All Unicode structural data is now produced from vendored standards:
-
Unicode UCD:
-
Blocks.txt
- Scripts.txt
- ISO-15924 registry
A deterministic generator:
scripts/generate_unicode_tables.py
produces:
src/fontshow/ontology/unicode_tables.py
This module is now the single source of truth for Unicode data.
Architectural invariants¶
- Unicode data MUST NOT be handwritten in runtime modules.
- Runtime code MUST NOT derive Unicode structural tables.
- All Unicode ontology changes occur via regeneration.
- Generated files MUST NOT be manually edited.

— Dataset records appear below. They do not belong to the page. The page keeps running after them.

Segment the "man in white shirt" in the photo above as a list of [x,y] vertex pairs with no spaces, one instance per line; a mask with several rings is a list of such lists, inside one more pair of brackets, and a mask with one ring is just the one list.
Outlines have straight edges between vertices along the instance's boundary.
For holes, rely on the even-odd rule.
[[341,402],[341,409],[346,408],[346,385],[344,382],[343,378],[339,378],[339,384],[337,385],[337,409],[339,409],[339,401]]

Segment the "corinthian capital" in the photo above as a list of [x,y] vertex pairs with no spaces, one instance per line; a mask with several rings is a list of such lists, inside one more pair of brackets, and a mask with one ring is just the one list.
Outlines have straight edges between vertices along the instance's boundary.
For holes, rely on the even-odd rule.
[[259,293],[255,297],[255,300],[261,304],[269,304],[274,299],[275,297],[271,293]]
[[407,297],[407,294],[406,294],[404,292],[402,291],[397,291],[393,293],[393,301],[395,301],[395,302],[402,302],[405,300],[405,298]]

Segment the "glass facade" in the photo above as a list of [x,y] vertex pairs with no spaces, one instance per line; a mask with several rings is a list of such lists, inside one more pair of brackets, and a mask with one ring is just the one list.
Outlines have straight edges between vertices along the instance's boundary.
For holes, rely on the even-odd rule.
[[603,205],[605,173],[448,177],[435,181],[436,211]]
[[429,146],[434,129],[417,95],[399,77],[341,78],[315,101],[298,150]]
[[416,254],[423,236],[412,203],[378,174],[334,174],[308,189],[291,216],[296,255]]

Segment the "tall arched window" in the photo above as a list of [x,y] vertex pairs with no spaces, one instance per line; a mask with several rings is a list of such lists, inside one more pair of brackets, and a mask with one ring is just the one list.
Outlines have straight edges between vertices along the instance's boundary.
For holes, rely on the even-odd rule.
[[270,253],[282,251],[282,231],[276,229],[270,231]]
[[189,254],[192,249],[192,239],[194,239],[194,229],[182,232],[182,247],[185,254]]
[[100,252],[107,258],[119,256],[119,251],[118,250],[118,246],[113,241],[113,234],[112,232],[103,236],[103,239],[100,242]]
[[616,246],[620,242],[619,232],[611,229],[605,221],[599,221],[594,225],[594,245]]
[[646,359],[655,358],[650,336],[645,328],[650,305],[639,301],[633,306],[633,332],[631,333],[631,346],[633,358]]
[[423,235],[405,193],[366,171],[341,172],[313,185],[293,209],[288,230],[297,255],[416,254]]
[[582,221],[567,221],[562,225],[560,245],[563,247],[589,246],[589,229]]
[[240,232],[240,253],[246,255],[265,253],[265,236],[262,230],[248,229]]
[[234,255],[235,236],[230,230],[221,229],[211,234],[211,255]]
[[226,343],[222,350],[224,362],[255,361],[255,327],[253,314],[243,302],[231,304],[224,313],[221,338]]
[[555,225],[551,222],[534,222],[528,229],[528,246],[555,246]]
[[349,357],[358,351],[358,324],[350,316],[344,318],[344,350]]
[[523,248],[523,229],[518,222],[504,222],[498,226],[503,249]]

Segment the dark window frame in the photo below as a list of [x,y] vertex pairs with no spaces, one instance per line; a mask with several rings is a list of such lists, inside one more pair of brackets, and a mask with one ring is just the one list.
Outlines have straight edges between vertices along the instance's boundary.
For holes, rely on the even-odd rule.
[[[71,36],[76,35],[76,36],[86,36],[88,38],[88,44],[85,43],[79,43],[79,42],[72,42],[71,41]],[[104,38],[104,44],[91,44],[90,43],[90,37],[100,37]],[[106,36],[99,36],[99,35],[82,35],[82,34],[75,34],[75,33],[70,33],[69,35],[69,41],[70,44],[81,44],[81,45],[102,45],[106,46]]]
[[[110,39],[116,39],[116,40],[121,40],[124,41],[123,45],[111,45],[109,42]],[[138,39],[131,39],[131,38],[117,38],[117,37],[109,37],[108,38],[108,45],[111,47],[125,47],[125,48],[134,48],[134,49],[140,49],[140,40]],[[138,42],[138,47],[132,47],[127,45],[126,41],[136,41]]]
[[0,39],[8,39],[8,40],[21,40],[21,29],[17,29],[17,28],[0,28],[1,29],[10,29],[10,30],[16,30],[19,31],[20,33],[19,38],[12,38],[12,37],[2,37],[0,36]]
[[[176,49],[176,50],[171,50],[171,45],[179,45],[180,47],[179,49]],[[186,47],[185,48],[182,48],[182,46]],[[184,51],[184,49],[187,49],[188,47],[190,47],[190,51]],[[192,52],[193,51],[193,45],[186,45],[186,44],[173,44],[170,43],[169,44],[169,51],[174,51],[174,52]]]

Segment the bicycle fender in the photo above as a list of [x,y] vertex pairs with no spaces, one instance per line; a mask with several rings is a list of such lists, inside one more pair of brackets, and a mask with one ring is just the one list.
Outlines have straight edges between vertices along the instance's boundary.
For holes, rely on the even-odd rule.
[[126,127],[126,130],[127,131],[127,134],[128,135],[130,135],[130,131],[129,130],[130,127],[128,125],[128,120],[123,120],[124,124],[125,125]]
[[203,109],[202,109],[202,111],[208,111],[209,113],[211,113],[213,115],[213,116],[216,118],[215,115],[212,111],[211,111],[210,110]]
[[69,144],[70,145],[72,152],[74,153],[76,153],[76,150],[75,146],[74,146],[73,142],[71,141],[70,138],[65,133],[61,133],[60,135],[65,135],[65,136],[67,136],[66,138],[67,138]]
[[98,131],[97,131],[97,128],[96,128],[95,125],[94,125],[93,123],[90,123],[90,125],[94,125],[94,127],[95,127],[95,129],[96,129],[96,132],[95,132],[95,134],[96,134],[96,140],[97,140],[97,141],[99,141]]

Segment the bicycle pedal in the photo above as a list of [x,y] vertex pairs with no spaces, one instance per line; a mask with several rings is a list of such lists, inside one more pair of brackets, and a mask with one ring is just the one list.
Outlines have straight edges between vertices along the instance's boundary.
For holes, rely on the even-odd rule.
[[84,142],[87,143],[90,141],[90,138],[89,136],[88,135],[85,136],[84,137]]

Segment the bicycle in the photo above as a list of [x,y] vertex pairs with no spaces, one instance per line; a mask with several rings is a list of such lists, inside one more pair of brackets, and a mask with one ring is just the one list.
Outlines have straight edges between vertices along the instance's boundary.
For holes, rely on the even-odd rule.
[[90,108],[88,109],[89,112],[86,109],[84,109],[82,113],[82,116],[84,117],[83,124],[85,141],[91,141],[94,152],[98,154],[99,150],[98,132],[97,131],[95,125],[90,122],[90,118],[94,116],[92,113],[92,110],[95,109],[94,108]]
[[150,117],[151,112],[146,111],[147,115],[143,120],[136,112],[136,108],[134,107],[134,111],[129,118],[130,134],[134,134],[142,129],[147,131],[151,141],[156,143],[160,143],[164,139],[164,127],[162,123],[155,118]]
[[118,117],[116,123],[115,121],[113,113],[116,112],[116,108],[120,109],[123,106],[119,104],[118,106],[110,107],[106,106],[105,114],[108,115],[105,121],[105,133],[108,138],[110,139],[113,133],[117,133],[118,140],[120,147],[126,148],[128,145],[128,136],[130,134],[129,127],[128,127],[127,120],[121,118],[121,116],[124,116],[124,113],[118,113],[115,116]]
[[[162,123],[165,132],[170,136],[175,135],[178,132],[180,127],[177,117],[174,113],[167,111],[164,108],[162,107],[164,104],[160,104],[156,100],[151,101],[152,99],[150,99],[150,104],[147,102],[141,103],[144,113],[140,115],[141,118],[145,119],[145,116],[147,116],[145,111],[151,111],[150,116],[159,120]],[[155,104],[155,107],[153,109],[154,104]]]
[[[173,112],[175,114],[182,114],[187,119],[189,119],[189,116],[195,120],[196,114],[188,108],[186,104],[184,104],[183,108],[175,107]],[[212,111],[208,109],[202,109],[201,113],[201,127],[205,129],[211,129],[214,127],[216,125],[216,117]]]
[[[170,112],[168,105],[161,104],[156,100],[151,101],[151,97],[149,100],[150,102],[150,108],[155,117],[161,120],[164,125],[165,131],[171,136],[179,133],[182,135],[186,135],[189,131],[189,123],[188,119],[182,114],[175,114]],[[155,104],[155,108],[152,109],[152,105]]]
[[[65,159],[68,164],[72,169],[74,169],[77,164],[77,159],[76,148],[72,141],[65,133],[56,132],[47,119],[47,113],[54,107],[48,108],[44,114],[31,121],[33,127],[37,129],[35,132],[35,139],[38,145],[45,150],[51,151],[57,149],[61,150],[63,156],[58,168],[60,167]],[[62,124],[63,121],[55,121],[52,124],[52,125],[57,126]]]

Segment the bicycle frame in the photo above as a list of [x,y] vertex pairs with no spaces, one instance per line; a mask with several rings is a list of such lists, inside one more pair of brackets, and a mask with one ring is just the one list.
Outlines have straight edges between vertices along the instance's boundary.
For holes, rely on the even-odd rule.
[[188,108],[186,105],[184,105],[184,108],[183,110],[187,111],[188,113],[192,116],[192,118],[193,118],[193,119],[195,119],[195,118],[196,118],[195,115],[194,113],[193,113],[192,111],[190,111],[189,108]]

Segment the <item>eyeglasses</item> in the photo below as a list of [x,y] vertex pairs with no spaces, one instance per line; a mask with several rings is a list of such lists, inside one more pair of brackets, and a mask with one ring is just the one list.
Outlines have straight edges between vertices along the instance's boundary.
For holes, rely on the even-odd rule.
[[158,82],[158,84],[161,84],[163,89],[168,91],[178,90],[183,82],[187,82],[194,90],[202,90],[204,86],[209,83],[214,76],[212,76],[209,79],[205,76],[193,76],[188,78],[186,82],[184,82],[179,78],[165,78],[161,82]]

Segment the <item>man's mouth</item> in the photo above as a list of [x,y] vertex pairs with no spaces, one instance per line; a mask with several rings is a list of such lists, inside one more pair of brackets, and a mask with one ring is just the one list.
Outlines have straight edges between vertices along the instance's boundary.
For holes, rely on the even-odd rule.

- unicode_tables.py represents a frozen snapshot of Unicode semantics.
Data layers¶
Unicode Standard
↓
Vendored datasets
↓
Generator
↓
unicode_tables.py ← authoritative ontology
↓
Runtime inference
Consequences¶
Positive¶
- deterministic Unicode behavior
- auditability against standards
- simplified inference reasoning
- elimination of duplicated tables
- stable future refactors
Negative¶
- regeneration step required when upgrading Unicode version
- generator becomes critical infrastructure
Migration¶
Implemented in two commits:
-
Commit 1: Introduced generator, ISO normalization, and dual-source bridge.
-
Commit 2: Removed legacy tables and runtime derivations. unicode_tables.py became authoritative.
Future Work¶
Language inference redesign (Step 1) depends on this invariant.
Script-Gated Language Inference (Follow-up Rule)¶
Language inference operates under a script-authoritative model.
Language inference no longer derives languages from Unicode blocks. Scripts are mandatory evidence.
When charset-derived script inference produces a non-empty set of scripts, candidate languages MUST be restricted to languages whose primary script belongs to the inferred script set.
Formally:
LANGUAGE_PRIMARY_SCRIPT(language) ∈ inferred_scripts
This rule applies only to charset-derived inference.
Symbolic fonts (emoji, icon, or symbol fonts) may produce no inferred scripts; in this case the script gate is intentionally disabled and legacy permissive behavior is retained.
Canonical Latin fallback is now defined in terms of inferred scripts (LATN-only) rather than Unicode block presence.
Future inference sources (e.g., name-based heuristics) may adopt the same constraint but require separate evaluation.